The title might make the unknowing to-be spectator believe that the flowers are inside the room, on the window-sill, while the viewer stands outside looking in, but in fact, the viewpoint is inside the room, with the flowers – which have been hastily gathered and placed into a handy vase, one which has a lovely dark purple-green colour which harmonises beautifully against the delicate light purple and white petals of the clusters of flowers.

Cassatt's paintings often present a similar sort of 'snap-shot' air, but usually more can be read into them than the superficial image. Often, they carry an ironic feminist side-eye, one that is subtle and easy to miss – which was probably done deliberately in order for Cassatt's works to be taken seriously and earn her some much needed prestige and sufficient funds to purchase her art supplies. Her father, unwilling to allow his daughter's life-long dedication to art to be her vocation, paid her an allowance that was just sufficient to keep her clothed, fed and housed – there was nothing left over for her art!

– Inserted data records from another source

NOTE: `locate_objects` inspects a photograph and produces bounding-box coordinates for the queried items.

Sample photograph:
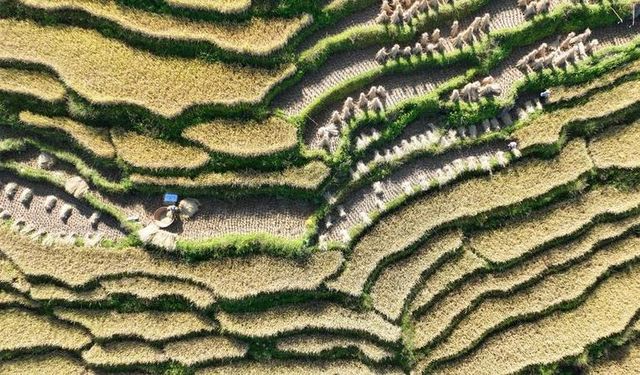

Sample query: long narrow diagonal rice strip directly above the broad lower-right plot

[416,239,640,361]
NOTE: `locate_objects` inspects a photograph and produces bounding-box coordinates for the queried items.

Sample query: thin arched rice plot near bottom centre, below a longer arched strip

[276,334,393,362]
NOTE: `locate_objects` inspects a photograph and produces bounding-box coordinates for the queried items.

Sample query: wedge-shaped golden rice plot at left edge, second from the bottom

[0,308,91,351]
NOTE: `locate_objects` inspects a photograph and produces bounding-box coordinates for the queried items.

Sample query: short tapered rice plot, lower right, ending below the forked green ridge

[409,249,488,313]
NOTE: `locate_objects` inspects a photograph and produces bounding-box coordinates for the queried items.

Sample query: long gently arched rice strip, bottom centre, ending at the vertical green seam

[216,302,400,342]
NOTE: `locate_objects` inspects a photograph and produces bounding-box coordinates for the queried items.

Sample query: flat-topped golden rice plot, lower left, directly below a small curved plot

[54,309,215,341]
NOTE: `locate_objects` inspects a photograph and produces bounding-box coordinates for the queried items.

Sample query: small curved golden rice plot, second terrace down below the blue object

[100,276,216,309]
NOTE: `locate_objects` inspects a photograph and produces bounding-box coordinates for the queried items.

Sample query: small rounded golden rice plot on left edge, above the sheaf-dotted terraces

[0,68,66,102]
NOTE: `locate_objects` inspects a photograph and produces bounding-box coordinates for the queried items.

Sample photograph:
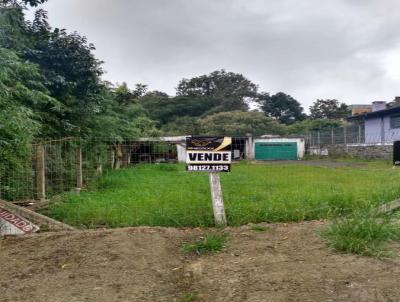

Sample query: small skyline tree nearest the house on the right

[310,99,350,120]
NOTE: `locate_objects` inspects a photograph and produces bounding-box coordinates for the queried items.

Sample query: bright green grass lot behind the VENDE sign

[47,160,400,227]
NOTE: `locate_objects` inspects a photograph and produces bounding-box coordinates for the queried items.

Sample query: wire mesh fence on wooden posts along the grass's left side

[0,138,188,201]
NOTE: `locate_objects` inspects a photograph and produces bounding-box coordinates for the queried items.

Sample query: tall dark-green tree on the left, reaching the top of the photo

[0,0,156,137]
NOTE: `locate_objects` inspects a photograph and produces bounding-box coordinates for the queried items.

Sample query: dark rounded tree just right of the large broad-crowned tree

[258,92,305,124]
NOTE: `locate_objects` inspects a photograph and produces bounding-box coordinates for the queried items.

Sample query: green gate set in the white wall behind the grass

[255,142,297,160]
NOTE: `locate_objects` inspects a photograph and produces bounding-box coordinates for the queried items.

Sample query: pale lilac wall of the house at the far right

[365,115,400,144]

It is likely that this painting was created in order to be saleable: it seems to have been created with a fair amount of speed and informality. This is not to say that it is a bad painting, nor that it lacks artistic merit. On the contrary, the unusual viewpoint – almost as though the flowers are blocking the viewer's gaze from what temptations lie outside, could be a commentary on the situation in which Cassatt found herself.

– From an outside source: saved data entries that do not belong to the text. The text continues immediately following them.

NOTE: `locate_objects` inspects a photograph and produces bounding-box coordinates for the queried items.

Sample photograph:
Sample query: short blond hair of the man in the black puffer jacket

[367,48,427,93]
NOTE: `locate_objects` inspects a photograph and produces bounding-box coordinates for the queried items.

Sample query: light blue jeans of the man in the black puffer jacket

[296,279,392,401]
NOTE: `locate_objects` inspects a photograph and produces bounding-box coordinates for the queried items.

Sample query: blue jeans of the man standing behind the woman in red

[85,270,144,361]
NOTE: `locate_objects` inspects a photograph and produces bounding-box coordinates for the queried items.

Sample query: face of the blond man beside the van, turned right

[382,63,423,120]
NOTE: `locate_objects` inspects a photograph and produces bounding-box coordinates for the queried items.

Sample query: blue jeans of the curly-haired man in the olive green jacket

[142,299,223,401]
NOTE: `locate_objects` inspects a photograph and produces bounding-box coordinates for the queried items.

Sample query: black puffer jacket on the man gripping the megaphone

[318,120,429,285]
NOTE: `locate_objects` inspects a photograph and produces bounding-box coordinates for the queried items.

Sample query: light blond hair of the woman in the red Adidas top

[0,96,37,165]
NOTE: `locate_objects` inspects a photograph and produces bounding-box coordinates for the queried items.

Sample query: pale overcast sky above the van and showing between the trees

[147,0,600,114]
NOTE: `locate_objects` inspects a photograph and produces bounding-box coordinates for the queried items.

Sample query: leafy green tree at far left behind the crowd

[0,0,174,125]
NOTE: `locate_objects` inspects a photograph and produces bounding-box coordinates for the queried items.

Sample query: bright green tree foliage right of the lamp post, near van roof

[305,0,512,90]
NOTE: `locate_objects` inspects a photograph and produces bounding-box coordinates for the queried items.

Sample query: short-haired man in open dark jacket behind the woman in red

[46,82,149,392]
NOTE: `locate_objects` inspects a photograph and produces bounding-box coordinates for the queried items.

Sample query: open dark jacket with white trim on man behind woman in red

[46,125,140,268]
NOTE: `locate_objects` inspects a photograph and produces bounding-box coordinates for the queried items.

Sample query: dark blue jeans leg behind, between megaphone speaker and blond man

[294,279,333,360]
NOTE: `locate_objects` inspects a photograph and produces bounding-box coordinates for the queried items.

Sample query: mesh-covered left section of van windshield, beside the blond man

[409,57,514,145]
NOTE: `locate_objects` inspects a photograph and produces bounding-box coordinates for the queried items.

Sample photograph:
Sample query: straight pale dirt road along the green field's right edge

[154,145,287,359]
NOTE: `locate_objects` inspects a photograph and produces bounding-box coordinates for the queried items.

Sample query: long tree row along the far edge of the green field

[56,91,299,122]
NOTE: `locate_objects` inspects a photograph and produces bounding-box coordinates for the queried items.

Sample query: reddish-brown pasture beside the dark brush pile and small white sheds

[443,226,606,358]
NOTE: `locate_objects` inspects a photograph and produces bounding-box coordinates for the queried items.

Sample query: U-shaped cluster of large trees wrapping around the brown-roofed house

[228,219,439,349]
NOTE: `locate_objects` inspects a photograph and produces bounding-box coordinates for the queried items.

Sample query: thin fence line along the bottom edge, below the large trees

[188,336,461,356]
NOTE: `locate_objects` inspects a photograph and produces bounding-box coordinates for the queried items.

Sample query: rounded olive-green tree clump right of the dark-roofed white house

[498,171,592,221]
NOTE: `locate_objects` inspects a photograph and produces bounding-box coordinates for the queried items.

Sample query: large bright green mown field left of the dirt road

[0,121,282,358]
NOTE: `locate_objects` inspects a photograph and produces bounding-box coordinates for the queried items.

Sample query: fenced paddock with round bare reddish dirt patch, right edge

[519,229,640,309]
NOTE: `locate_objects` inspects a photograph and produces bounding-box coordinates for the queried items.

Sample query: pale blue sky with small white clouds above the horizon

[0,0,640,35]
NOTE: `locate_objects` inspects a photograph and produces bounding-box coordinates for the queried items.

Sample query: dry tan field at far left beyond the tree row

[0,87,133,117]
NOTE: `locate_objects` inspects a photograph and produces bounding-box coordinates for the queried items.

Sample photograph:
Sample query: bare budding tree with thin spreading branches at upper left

Which is to say, indulging her love of painting – her creative itch, she called it – but doing so in order to earn money with which she could truly indulge her artistic skills in paintings that carry a message.

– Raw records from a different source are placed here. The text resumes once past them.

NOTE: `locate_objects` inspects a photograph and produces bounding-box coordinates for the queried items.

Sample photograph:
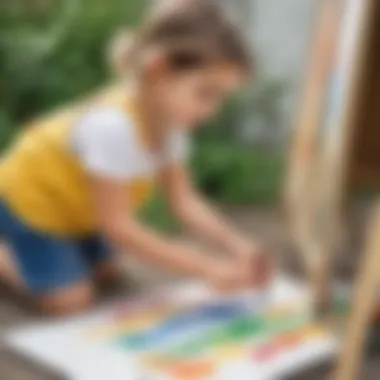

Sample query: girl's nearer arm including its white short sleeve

[71,107,256,288]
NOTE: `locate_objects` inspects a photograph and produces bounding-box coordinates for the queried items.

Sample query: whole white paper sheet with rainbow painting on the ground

[3,280,342,380]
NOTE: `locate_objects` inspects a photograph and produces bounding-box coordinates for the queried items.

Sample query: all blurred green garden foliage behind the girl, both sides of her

[0,0,284,230]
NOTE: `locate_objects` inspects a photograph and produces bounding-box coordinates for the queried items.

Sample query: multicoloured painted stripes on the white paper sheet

[97,300,327,380]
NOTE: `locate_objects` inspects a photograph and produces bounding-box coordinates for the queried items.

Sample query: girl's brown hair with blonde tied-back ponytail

[111,0,252,77]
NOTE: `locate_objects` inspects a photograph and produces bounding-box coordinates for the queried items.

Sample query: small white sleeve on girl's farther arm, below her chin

[165,129,191,165]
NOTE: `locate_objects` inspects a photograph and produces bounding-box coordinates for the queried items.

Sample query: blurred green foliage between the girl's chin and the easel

[194,141,282,204]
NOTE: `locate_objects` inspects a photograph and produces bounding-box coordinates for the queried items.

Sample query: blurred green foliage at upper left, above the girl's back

[0,0,144,127]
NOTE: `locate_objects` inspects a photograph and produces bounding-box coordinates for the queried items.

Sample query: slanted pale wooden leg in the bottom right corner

[333,204,380,380]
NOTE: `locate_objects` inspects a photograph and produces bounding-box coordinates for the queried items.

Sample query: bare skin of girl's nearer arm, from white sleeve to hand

[91,178,248,289]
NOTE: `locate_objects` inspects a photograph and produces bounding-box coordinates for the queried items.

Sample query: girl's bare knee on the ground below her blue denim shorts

[38,283,95,316]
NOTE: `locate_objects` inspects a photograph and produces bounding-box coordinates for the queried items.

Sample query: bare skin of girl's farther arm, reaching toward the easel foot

[162,165,270,284]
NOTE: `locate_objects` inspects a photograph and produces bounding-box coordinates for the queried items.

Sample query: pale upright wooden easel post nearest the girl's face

[285,0,341,312]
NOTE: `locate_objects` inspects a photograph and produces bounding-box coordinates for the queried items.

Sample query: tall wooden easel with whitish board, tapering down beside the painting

[285,0,372,312]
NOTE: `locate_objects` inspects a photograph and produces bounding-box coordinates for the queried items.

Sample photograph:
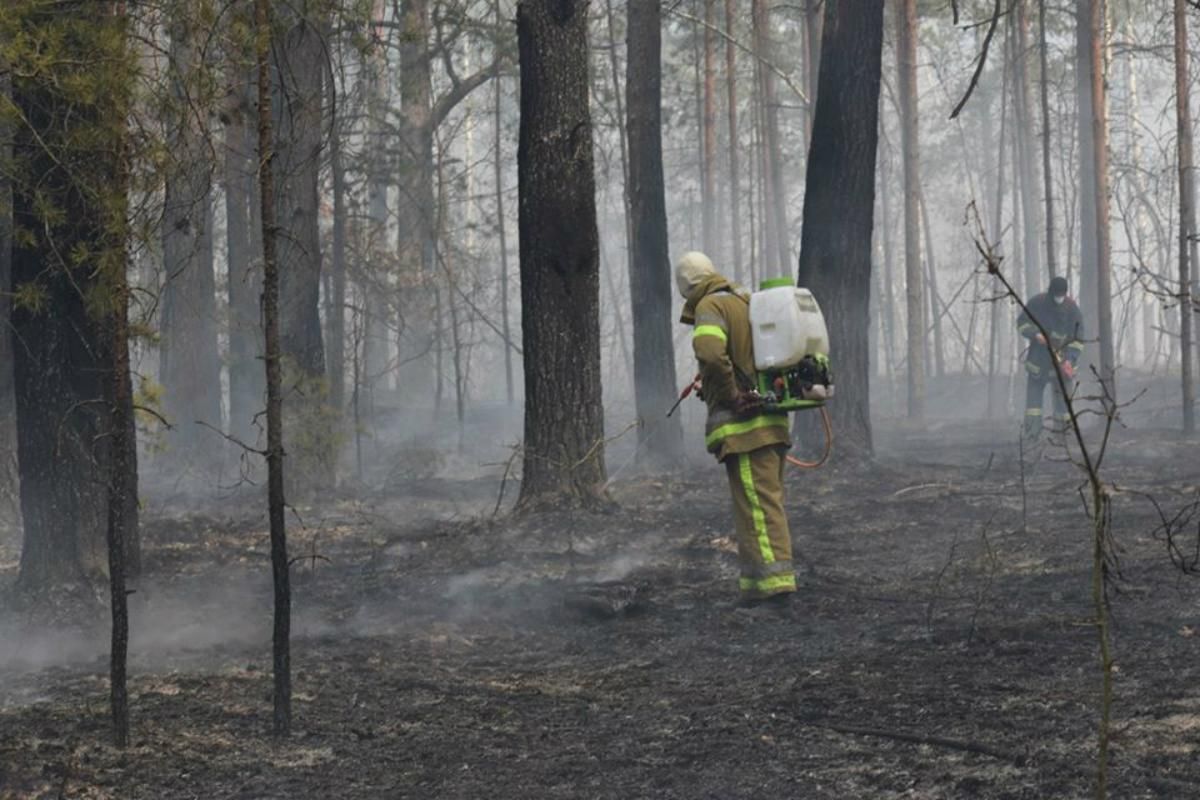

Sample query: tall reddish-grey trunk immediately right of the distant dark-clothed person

[1076,0,1117,401]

A word of warning, however, Cassatt hated the idea of a painting carrying with it a narrative. Instead, she presented moments – much as her mentor and friend, Edgar Degas, presented moments of a ballet dancer's life – rather than tales, preferring to present the scene as a tableau, fixed and unchanging.

The hidden messages, if there, were for the discerning to uncover, she seemed to indicate, it bothered her not at all if her works were taken at face value by those who could not see beyond the surface. Find this painting, complete with hidden meaning (or not) in the Metropolitan Museum of Art: it is a smallish painting, measuring only 61 centimetres by 51 centimetres, in oil paints on canvas.